Many of the statements below do not apply to verisions 2.0 and higher. For example, Charm++/Converse has replaced PVM as the parallel communication library and particle mesh Ewald (PME) has replaced DPMTA as the full electrostatics algorithm of choice. Input file formats and configuration parameters have, however, remained mostly compatible across this transition.

  • Efficient full electrostatics. NAMD incorporates the Distributed Parallel Multipole Tree Algorithm (DPMTA) developed by the Scientific Computing Group at Duke University to provide full electrostatic interactions in O(N) time. To further reduce the computational cost, DPMTA is integrated using a multiple timestep integration scheme which computes full electrostatic interactions only periodically during the simulation.
  • Scalable parallelism, to simulate large systems using many processors. Efficient parallel design uses a spatial decomposition scheme combined with multi-threaded, message-driven execution to achieve load balance and overlap of communication with computation.
  • Modifiable, to enable researchers to experiment with new algorithms and techniques. The design and implementation of NAMD is fully documented in the NAMD Programming Guide. NAMD has an object-oriented design implemented in C++ to help achieve the highest degree of modularity and data abstraction.
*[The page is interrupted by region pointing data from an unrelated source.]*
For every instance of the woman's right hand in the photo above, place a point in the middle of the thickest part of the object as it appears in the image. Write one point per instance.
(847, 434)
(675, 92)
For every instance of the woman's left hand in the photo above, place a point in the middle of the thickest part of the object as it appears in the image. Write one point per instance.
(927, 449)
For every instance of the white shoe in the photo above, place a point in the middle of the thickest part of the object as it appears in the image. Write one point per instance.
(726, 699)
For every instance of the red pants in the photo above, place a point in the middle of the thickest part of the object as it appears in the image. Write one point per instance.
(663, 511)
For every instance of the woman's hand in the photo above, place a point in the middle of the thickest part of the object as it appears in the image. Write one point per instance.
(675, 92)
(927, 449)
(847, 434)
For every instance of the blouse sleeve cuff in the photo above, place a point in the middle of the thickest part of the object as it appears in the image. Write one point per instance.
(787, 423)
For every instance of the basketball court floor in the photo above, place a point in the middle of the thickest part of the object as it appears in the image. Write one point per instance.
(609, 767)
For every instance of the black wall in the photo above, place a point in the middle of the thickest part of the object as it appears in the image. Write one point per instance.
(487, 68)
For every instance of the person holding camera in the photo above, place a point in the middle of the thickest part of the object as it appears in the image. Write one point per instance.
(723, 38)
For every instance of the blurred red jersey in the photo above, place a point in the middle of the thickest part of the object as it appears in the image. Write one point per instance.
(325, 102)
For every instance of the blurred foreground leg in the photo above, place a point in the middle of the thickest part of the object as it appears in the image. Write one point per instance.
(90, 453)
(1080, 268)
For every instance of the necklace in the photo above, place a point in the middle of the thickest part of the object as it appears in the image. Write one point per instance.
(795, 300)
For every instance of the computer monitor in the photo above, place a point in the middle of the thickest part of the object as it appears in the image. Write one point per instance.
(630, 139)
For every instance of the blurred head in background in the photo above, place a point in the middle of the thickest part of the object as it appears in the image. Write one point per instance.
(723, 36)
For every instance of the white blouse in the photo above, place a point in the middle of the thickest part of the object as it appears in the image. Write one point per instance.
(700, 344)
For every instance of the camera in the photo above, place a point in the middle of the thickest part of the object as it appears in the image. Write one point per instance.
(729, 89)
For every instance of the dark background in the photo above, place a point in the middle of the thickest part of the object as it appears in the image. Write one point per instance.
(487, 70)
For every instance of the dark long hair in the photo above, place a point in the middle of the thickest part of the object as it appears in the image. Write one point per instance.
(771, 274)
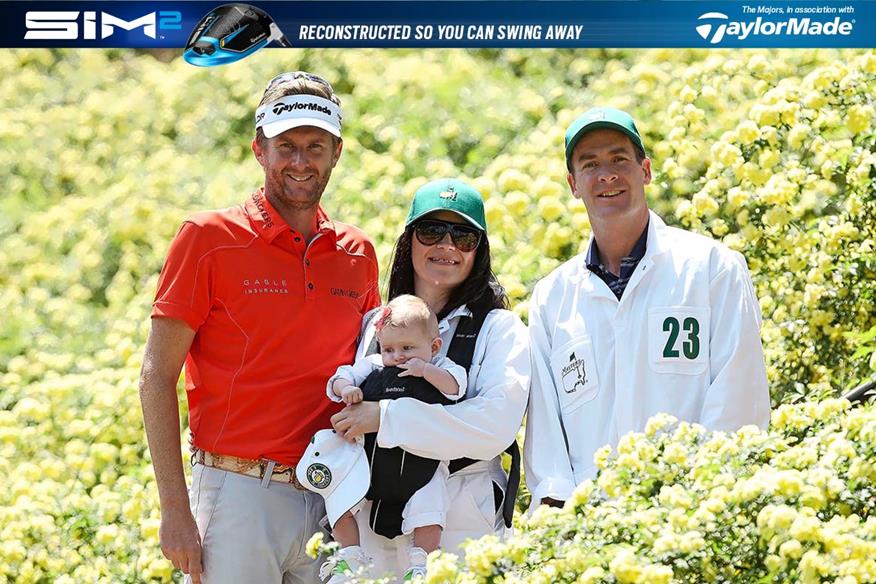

  • Portable, to allow NAMD to run across a variety of platforms. For communication, NAMD uses PVM (Parallel Virtual Machine) from Oak Ridge National Laboratory, which has itself been ported to most architectures. Porting NAMD is then simply a matter of having PVM and a reasonable C++ compiler. We have successfully ported NAMD to all of our UNIX machines, which include HP, SGI, Sun, and Linux, both single processor and shared memory multiprocessor.
  • Compatibility with X-PLOR. The input and output files for NAMD are identical to those used by the program X-PLOR. Thus, simulations can easily be migrated between the two packages, allowing the output of NAMD to be analyzed using X-PLOR or any other tool built for these file formats.
  • Implementation of standard molecular dynamics features such as energy minimization, velocity rescaling, spherical harmonic boundary conditions, harmonic atom restraints, and Langevin dynamics.